Capability, not credentials. The programme certificate documents that your engineer has programmed, deployed, and field-operated autonomous surface vehicles under MIT instruction. Mission logs, code, and MOOS-IvP proficiency come home with them. The MOOS-IvP skills and autonomy engineering experience are platform-transferable — applicable to UUV programmes and larger autonomous marine platforms.

Substantive material for proposals. Organizations submitting HCDI 2026 bids or EDF proposals can reference MIT-certified marine autonomy training by named engineers, with documented in-water mission results.

Requirements and preparation

Prerequisites
Programming experience in any language. C++ experience helpful but not required. Familiarity with the Linux or macOS command-line environment expected. No prior experience with marine robotics, autonomous vehicles, or MOOS-IvP is assumed — the course starts from fundamentals.
Laptop
Linux or macOS required. Detailed software installation instructions will be provided before the course.
Internet access
Reliable internet access is required for downloading course materials and lab exercises.
Software
MOOS-IvP and associated development tools. Installation guides sent on enrolment confirmation.
Hardware provided
All field hardware — including Blue Robotics BlueBoat USVs and payload autonomy computers — is provided. Participants do not need to bring any hardware other than their laptop.
Pre-course modules
Enrolled participants receive access to online preparatory modules approximately three weeks before the course begins. These modules cover Linux command-line fundamentals, introductory C++, and an orientation to the MOOS-IvP environment. Completion is strongly recommended, particularly for participants with limited Linux or C++ experience. (Content and availability subject to final confirmation with MIT.)

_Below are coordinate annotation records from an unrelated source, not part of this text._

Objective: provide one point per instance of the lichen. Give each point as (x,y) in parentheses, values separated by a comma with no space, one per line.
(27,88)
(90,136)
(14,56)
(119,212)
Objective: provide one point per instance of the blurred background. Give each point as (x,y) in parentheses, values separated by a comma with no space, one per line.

Full prep materials and MOOS-IvP documentation →

Programme details

Dates June 15–26, 2026
Location Hellenic Naval Academy, Piraeus, Greece
Format Full-time in-person intensive, Monday–Friday
Duration 2 weeks (10 days of instruction and in-water sessions)
Language English
Class size 30 participants maximum
Lead instructor Michael Benjamin (MIT Marine Autonomy Lab)
Certificate MIT Open Learning certificate on completion
Organiser StartSmart SEE, MIT authorised facilitator in Greece

Instructor

Supported by MIT teaching assistants from the Marine Autonomy Lab and MIT Lincoln Laboratory.